We would like to emphasize that rescaling the nonnegative matrix by multiplying its rows or columns by any positive factors does not change its nonnegative and PSD- ranks. Indeed, multiplication of the $i^{th}$ row of $A$ by $\alpha$ corresponds to the multiplication of $b_{i}$ by the same factor $\alpha$ in the nonnegative factorization. Similarly, it corresponds to the multiplication of $B_{i}$ by $\alpha$ in the PSD-factorization. Obviously, the situation with the columns of $A$ is the same.

2.2 Extension complexity

The nonnegative extension complexity of the polytope $P$ is the smallest number $d$ such that $P$ can be expressed as a projection of an affine slice of the nonnegative $d$ -dimensional orthant $\mathbb{R}_{+}^{d}$ . Similarly, the semidefinite (PSD-) extension complexity of $P$ is the minimum number $r$ for which there exists an affine slice of the cone of complex Hermitian $r\times r$ positive semidefinite matrices ${\bf S}^{r}_{+}$ that projects onto $P$ .

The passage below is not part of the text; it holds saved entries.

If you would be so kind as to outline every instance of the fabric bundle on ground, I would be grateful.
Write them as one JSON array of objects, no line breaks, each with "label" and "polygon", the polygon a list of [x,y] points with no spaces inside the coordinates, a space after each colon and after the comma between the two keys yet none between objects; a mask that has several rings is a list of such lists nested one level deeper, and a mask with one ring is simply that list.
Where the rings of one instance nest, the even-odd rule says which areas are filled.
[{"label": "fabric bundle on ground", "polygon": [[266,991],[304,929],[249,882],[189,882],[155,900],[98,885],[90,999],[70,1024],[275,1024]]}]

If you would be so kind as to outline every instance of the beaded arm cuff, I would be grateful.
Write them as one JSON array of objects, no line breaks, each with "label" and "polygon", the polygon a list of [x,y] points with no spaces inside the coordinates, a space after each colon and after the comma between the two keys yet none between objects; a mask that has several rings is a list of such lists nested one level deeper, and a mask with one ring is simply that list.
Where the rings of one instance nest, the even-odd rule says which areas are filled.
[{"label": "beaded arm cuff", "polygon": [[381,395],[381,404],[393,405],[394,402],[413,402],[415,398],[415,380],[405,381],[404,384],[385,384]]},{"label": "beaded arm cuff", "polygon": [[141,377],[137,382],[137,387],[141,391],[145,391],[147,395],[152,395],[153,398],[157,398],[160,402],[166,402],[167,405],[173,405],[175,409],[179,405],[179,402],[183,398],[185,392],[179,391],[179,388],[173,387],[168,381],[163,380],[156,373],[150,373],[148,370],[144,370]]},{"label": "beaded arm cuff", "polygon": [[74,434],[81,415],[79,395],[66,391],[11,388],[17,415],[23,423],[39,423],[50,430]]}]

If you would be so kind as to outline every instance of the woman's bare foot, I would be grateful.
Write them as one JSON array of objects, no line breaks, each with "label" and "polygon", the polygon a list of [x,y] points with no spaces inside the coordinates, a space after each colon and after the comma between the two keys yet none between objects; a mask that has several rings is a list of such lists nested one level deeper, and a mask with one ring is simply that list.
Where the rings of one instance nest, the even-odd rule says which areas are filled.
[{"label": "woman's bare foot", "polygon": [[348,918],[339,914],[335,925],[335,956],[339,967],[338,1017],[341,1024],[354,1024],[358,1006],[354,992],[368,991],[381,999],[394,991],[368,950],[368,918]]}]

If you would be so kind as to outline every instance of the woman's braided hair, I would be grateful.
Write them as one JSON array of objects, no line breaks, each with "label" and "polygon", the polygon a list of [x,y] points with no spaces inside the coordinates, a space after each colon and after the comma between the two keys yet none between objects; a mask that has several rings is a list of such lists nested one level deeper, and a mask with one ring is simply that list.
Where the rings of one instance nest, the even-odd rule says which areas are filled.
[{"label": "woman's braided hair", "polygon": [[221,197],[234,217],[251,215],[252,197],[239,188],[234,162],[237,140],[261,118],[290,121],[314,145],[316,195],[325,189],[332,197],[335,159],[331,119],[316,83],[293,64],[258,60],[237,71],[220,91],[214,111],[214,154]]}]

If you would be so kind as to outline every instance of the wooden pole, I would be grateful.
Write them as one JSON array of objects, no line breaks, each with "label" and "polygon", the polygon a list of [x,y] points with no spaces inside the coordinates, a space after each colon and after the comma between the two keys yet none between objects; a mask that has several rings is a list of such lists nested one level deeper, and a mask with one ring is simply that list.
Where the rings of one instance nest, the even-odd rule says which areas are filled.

In other words, for optimizing over some polytope $P\in\mathbb{R}^{d}$ one may want to represent is as $P=\pi(K~{}\cap~{}L)$ , where $K\subseteq\mathbb{R}^{n}$ is some close convex cone, $L$ is some affine subspace of $\mathbb{R}^{n}$ , and $\pi$ is a linear map (projection). Such representations are called $K$ -lifts, ([GPT13]), or $K$ -extensions. If to choose $K$ from the families of the cones of nonnegative orthants $\mathbb{R}^{k}_{+}$ or positive semidefinite matrices ${\bf S}^{r}_{+}$ , the nonnegative and PSD- extension complexities for the given polytope correspond to minimal $k$ and $r$ for which such representations exist.

2.3 Factorization theorem

As it was discussed in Introduction, [Yan91], [GPT13], and [FMP*+*12] proved that the extension complexities and matrix factorizations are interconnected. Here we present the Factorization theorem, which explains the relations between these two notions.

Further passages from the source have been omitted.